Just look at 2002’s conceptual “Yoshimi Battles the Pink Robots” and the unmitigated precision of that album’s singles. “Fight Test,” the opening song, is a marvelous variation of an old Cat Stevens melody — quite the Midas touch, if I may say so. There are about three more mesmerizing songs until you reach “Do You Realize?” — a song to which I could easily lend my ears ad infinitum.

The poignancy of the lyrics is what mainly distinguishes this album from its predecessor. “The Soft Bulletin” has touching songs, particularly “Waitin’ for a Superman,” but the early Dada influence infuses most of the songs. Some residual, surrealistic tendencies do pervade several songs on “Yoshimi,” but the album is unavoidably a concept album based on a Japanese woman’s struggle against menacing, destructive robots.

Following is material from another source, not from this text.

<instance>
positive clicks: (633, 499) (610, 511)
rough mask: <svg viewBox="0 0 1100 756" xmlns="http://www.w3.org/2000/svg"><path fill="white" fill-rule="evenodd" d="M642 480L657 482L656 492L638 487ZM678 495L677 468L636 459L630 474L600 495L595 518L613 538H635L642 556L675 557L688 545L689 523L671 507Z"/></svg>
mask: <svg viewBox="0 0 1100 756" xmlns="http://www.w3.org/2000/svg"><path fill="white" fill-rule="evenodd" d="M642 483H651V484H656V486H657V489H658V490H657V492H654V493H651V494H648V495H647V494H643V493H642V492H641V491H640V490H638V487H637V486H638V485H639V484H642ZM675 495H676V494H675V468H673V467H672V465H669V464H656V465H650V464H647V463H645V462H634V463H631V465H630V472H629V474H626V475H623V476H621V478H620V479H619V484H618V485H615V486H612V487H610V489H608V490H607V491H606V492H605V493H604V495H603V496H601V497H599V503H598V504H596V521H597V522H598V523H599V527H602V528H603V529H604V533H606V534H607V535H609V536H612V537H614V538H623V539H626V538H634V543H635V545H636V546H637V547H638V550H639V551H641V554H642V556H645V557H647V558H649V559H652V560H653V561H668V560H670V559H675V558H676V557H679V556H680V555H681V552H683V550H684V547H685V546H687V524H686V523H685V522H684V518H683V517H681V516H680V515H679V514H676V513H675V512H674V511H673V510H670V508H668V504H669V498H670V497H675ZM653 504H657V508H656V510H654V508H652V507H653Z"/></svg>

The album’s crucial songs do not adhere to this restrictive criterion. “Do You Realize?” addresses humanity’s inherent beauty, and “The Hypnotist” is a candidly literal, wide-eyed love song.

In 1966, The Beatles released the artistically assiduous “Revolver.” Then a year later came “Sgt. Pepper,” the archetypal concept album. Although I am extremely adamant that the first remains extremely superior to its venerated successor, I have no idea where I stand with respect to the Lips’ parallel albums. I do know that when their next release will become available, but I will have the prescience to keep it until I can properly devour the contents.